Rishi Sunak has warned young people that their careers may suffer if they continue to work from home. The Chancellor of the Exchequer said he would not have had such success in his professional life if it had not been for the benefits he gained from working within an office environment. His views come as many companies commit to employing a hybrid approach of remote and office work as government restrictions ease.
Sunak shared with LinkedIn News that if he had began his career in a virtual capacity, he would not have been able to create the network he has now, nor have developed the “strong relationships” he values. This led him to state, “for young people in particular, being able to physically be in an office is valuable”. Sunak once worked at the banking giant Goldman Sachs, of which’s boss, David Solomon, has said he is concerned about how to train the next generation of bankers if they are working from home. As well as this, according to Morgan Stanley’s chief executive, it is learning the “soft cues that go with having a successful career” which people are missing out on as a result of working from home.
However, many firms have taken a different view on the potential return of workers to the office. The CEO of Unilever, which has 149,000 employees across the world, has said the company will never expect its staff to return to the office five days a week, calling the orthodox approach to the workplace “very old-fashioned”. When massive companies like Unilever make this commitment, it is clear the trend will be followed by many more across various industries, allowing for more flexibility amongst staff.
The Adecco Group UK and Ireland found 77% of UK employees believe a mix of office-based and remote working is the best approach to work post-Covid. Whilst Sunak believes working from home may damage careers, it is evident the majority of people feel that spending more time outside of the office will benefit their life. The success of working from home during the pandemic has created a shift in employee’s expectations of what their work-life balance can look like.
A hybrid approach to work may also allow for greater gender equality within professional environments, with women more likely to take a back step after starting a family compared to their male counterparts. Remote working, therefore, might give women who do take on a disproportionate amount of responsibility in the home the opportunity to be able to continue to develop their careers whilst looking after children. This may have been otherwise impossible if they were needed in the office five days a week.

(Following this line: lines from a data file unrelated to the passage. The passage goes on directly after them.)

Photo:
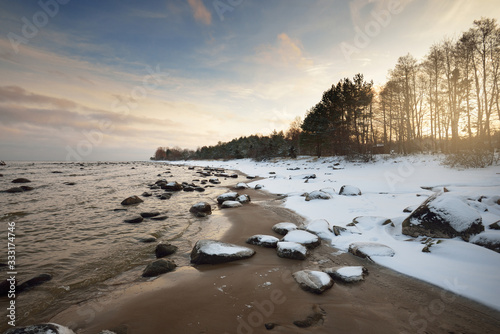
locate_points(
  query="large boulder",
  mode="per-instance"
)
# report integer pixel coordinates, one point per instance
(313, 281)
(443, 215)
(291, 250)
(302, 237)
(49, 328)
(369, 249)
(231, 196)
(213, 252)
(132, 200)
(263, 240)
(158, 267)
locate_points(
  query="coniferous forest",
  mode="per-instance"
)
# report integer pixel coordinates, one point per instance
(447, 102)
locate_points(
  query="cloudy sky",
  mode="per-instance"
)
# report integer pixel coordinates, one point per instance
(114, 80)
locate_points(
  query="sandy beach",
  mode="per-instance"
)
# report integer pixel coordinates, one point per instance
(259, 295)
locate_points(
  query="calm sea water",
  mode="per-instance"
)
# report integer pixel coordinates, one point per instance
(75, 233)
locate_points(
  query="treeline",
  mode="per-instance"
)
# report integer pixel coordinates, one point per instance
(446, 102)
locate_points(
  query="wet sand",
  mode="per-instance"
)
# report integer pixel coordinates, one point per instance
(244, 296)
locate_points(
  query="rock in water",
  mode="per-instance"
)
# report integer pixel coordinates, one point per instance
(291, 250)
(213, 252)
(49, 328)
(313, 281)
(369, 249)
(21, 180)
(349, 191)
(163, 250)
(284, 228)
(201, 207)
(443, 215)
(263, 240)
(132, 200)
(158, 267)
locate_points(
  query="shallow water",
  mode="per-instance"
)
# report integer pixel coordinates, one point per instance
(73, 232)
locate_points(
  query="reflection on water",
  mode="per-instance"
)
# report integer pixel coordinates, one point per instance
(68, 226)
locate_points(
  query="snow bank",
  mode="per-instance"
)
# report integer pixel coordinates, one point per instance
(390, 185)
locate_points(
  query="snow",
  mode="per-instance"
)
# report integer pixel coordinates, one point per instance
(390, 185)
(460, 215)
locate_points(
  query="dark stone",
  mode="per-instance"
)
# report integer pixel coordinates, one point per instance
(35, 281)
(21, 180)
(135, 220)
(159, 267)
(149, 214)
(438, 224)
(132, 200)
(163, 250)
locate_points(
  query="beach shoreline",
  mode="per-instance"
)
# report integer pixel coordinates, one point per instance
(244, 296)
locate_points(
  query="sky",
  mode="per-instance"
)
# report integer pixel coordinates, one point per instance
(114, 80)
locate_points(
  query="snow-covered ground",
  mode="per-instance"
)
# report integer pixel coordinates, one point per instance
(389, 186)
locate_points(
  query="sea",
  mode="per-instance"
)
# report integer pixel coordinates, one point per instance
(71, 226)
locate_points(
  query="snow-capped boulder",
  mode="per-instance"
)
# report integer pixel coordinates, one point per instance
(158, 267)
(201, 207)
(347, 274)
(349, 191)
(443, 215)
(291, 250)
(241, 185)
(263, 240)
(317, 194)
(302, 237)
(231, 196)
(213, 251)
(321, 228)
(370, 249)
(489, 239)
(49, 328)
(313, 281)
(231, 204)
(243, 199)
(284, 228)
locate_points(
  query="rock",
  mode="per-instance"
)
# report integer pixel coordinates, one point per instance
(349, 191)
(132, 200)
(158, 267)
(369, 249)
(134, 220)
(489, 239)
(284, 228)
(243, 199)
(302, 237)
(263, 240)
(495, 225)
(291, 250)
(159, 218)
(173, 186)
(231, 204)
(213, 252)
(21, 180)
(14, 190)
(165, 196)
(49, 328)
(317, 194)
(149, 214)
(35, 281)
(313, 281)
(231, 196)
(201, 207)
(443, 215)
(163, 250)
(347, 274)
(241, 185)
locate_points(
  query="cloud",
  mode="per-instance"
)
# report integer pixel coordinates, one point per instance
(200, 12)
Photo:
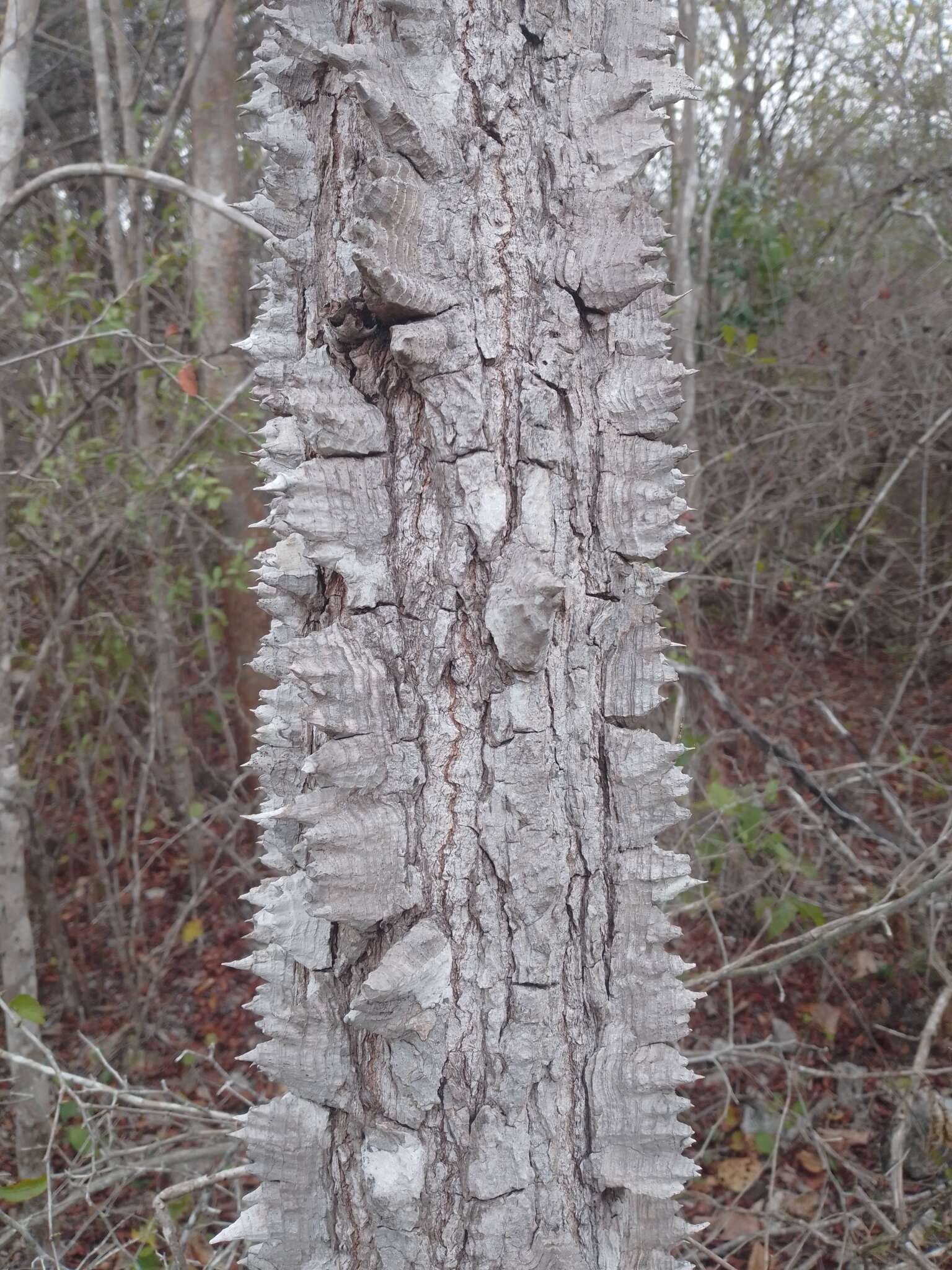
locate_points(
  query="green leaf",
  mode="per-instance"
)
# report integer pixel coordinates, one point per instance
(192, 931)
(810, 912)
(29, 1008)
(77, 1137)
(22, 1191)
(148, 1259)
(719, 797)
(781, 917)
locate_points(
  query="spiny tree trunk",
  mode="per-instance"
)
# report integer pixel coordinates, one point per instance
(220, 271)
(466, 986)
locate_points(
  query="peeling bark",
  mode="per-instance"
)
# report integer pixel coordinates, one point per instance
(466, 988)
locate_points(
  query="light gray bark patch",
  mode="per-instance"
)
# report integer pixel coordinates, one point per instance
(407, 992)
(465, 357)
(498, 1160)
(521, 609)
(400, 244)
(641, 395)
(286, 1140)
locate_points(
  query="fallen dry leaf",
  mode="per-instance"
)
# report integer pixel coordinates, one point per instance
(188, 381)
(810, 1161)
(736, 1223)
(738, 1173)
(863, 962)
(805, 1207)
(847, 1137)
(759, 1258)
(826, 1016)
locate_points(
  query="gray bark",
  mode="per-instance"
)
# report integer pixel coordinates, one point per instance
(15, 43)
(466, 990)
(18, 957)
(684, 171)
(220, 270)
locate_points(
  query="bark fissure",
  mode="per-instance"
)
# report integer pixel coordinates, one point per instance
(461, 345)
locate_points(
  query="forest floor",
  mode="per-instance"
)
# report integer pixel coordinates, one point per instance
(800, 1072)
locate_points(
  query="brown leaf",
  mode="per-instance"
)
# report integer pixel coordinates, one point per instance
(847, 1137)
(759, 1258)
(826, 1016)
(805, 1207)
(863, 963)
(736, 1223)
(810, 1161)
(738, 1173)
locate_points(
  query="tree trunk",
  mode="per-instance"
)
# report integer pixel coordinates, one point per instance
(466, 988)
(220, 272)
(684, 173)
(18, 957)
(19, 23)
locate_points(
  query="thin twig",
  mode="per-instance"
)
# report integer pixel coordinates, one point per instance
(128, 172)
(162, 1207)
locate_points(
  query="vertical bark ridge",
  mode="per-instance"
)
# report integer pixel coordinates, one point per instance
(466, 990)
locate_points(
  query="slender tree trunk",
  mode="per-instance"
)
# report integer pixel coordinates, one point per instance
(466, 988)
(684, 172)
(15, 42)
(220, 272)
(18, 957)
(116, 239)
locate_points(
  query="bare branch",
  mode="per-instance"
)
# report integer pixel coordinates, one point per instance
(131, 173)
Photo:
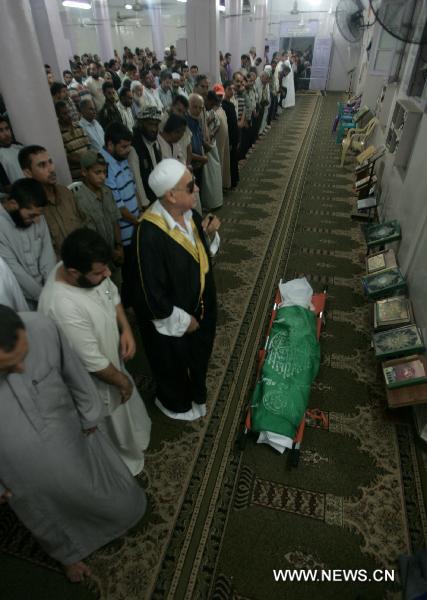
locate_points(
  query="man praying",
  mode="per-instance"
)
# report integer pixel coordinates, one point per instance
(59, 474)
(174, 295)
(81, 298)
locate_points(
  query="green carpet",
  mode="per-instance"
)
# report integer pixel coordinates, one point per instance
(222, 520)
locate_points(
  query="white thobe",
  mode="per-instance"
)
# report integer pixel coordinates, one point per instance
(88, 318)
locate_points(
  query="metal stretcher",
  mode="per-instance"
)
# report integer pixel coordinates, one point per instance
(315, 417)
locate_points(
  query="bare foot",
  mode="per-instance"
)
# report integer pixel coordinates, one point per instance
(77, 572)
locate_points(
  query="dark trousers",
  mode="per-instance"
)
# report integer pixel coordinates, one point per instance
(245, 141)
(234, 166)
(272, 111)
(179, 364)
(127, 276)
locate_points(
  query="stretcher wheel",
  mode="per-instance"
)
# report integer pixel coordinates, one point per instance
(294, 457)
(241, 440)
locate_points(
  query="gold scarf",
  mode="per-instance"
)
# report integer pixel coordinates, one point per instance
(198, 252)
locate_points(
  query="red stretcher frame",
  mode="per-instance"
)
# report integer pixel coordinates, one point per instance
(319, 303)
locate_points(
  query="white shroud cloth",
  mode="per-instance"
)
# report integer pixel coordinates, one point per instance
(89, 320)
(211, 194)
(288, 83)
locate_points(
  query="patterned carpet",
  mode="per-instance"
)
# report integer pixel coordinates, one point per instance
(221, 520)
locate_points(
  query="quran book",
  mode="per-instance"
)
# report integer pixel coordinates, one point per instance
(369, 202)
(407, 372)
(398, 342)
(384, 283)
(380, 260)
(362, 182)
(376, 263)
(391, 312)
(382, 233)
(374, 157)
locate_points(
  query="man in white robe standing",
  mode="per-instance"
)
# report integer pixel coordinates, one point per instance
(83, 301)
(288, 83)
(58, 473)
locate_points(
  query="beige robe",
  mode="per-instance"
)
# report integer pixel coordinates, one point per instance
(223, 145)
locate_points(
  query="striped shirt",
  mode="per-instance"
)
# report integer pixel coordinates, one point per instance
(121, 182)
(75, 143)
(240, 97)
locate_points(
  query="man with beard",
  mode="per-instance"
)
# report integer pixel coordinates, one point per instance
(25, 243)
(149, 95)
(164, 92)
(85, 304)
(174, 292)
(124, 107)
(146, 145)
(74, 139)
(121, 181)
(61, 212)
(94, 84)
(109, 113)
(58, 473)
(10, 170)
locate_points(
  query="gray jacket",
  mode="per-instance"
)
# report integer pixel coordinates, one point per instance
(28, 253)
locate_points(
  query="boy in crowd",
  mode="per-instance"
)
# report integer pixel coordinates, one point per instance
(95, 200)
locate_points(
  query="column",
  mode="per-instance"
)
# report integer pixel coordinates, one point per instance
(202, 37)
(50, 34)
(26, 94)
(69, 26)
(233, 31)
(158, 44)
(103, 30)
(260, 27)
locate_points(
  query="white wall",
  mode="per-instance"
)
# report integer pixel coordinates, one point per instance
(84, 38)
(404, 194)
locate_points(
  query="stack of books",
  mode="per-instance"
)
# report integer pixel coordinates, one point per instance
(392, 312)
(382, 233)
(403, 372)
(384, 283)
(406, 381)
(361, 183)
(380, 261)
(398, 342)
(372, 159)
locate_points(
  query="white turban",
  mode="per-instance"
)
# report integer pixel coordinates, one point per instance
(134, 85)
(165, 176)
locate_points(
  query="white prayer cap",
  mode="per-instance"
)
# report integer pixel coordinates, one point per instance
(134, 85)
(165, 176)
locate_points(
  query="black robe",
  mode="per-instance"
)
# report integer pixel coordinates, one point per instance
(167, 275)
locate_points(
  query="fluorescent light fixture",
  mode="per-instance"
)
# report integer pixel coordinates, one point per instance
(77, 4)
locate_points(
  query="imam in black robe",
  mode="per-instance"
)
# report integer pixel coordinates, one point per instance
(167, 275)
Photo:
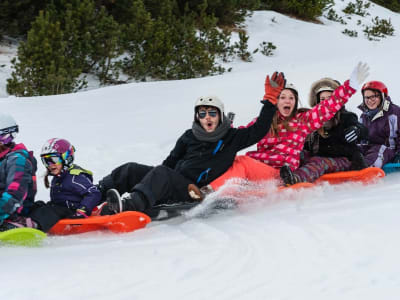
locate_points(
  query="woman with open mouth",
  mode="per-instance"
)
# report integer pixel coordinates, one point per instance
(285, 140)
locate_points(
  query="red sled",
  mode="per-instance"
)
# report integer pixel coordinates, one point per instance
(123, 222)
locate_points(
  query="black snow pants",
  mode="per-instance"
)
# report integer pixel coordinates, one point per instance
(124, 178)
(148, 186)
(48, 214)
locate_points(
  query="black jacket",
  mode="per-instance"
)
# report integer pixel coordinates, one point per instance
(335, 144)
(202, 162)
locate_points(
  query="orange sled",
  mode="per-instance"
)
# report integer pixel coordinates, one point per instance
(367, 175)
(123, 222)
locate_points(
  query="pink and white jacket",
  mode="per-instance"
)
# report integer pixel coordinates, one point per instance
(285, 148)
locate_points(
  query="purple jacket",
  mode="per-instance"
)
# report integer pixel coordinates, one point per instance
(383, 138)
(17, 180)
(74, 188)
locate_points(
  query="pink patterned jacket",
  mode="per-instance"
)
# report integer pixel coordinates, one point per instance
(285, 148)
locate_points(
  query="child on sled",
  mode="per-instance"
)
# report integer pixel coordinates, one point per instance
(17, 177)
(72, 193)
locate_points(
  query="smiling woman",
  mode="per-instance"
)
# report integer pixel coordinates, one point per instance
(382, 118)
(282, 145)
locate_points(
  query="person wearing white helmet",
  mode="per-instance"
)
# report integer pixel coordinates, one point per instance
(331, 148)
(201, 154)
(283, 143)
(17, 177)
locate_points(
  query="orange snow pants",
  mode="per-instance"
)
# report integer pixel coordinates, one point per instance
(248, 168)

The need for companies to introduce remote working during the Covid-19 pandemic has also given employers a newfound level of confidence in employees’ ability to work hard at home. Those who have faced job discrimination in the past due to accessibility issues in an office environment will hopefully now be given the trust and resources to be able to work remotely, creating more diversity and inclusivity in the professional world.
Whilst Sunak’s concerns are shared by many, a new world is upon us in which people will hopefully be able to value their mental health as much as they do their career.